Il presidente Morsi vuole imporre che le strutture alberghiere del Mar Rosso passino entro sei mesi dai ricchi investitori con doppia nazionalità a egiziani Doc.

Ha messo le mani su parlamento, esercito e costituzione, usa gli stessi metodi di Mubarak per imprigionare gli oppositori e ora punta a mettere le mani anche su Sharm El Sheik, una delle ultime ricchezze del paese.

 

A differenza di Mubarak capace – nonostante dittatura e corruzione – di garantire qualche entrata il presidente dei Fratelli Musulmani Mohammed Morsi, rischia però di distruggere una delle ultime risorse di un Egitto già alla bancarotta. A dar retta al quotidiano britannico The Sunday Telegraph la fine di Sharm sarebbe già stata scritta grazie alla scriteriata legge, approvata a settembre, che impone ai proprietari con doppia nazionalità di vendere entro sei mesi i propri immobili a cittadini «nati da genitori egiziani». Una legge che impedisce anche di trasferire i beni a eredi con doppio passaporto. Nella bigotta quanto miope smania di vendetta del nuovo potere islamista il decreto rappresenta una ritorsione nei confronti della vecchia lobby di costruttori ed ex generali amici di Hosni Mubarak che 30 anni fa si aggiudicò gli appalti per la costruzione di hotel e villaggi turistici. Gente come il costruttore egiziano spagnolo Hussein Salem latitante in Spagna, ma proprietario ancor oggi dei più lussuosi hotel di Sharm. Gente che non si fece scrupoli a dirottare altrove i proventi e a far girare cospicue tangenti sui conti esteri della corte di Mubarak. La trasformazione del dimenticato villaggio del Sinai in una galassia turistica capace d’attrarre 4 milioni di stranieri all’anno rappresenta però una delle grandi eredità dell’era Mubarak. E anche una delle ultime risorse del paese. Mentre gli alberghi del Cairo restano vuoti e le crociere sul Nilo non si vendono più le spiagge del Sinai continuano ad incassare euro e dollari. Un’eccezione non da poco per un Egitto dove le riserve di valuta estera, precipitate a gennaio, stando alla Banca centrale, al minimo storico di 13, 6 miliardi di dollari non bastano a coprire più di tre mesi di importazioni.

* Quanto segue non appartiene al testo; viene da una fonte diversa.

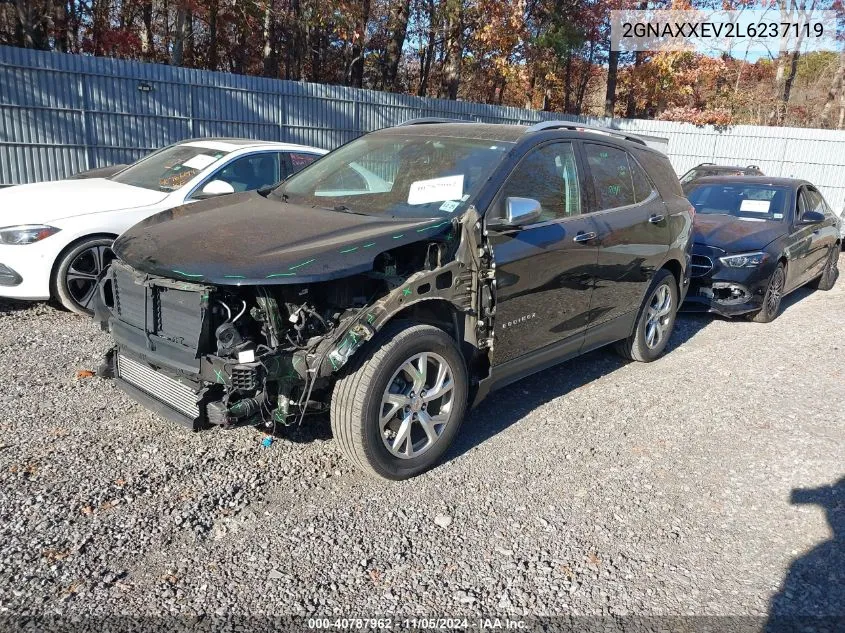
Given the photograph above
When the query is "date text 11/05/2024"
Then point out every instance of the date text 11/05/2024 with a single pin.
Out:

Sottraendo Sharm El Sheik ai suoi padri-padroni per affidarla a qualche grigio burocrate della consorteria islamica Mohammed Morsi rischia però di trasformarla in una spiaggia vuota e desolata. Una spiaggia vietata a bikini ed alcolici dove qualsiasi turista europeo o russo si guarderebbe dal trascorrere le vacanze. Il generale Shawky Rashwan, responsabile dell’attuazione delle nuova legge, nega che il governo punti all’esproprio dei vecchi proprietari e parla di semplice tentativo di garantire qualche compensazione ai proprietari delle terre su cui furono costruiti gli alberghi. In verità la legge sembra già fare il suo corso. Il dottore Adel Taher, uno dei protagonisti dello sviluppo del turismo delle immersioni subacquee, racconta al Sunday Telegraph che i residenti originari di Sharm El Sheik già bussano alle porte dei proprietari con doppia nazionalità chiedendo loro di vendere e sloggiare. «Abbiamo investito tutto quel che avevamo perché ci credevamo ora il governo non può dirmi che sono meno patriota di altri egiziani» – racconta il Dr Taher che – a causa del doppio passaporto egiziano e americano – non può nemmeno sperar di lasciar qualcosa ai due figli. E tra chi grida al tradimento c’è Ozorees el- Ghazawy un albergatore che teme di perdere le decine di milioni di dollari investiti in trent’anni. Tutta gente che farebbe di tutto per tornare al passato e decisa – come promette el Ghazawy «a combattere fino alla fine per difendere i nostri investimenti».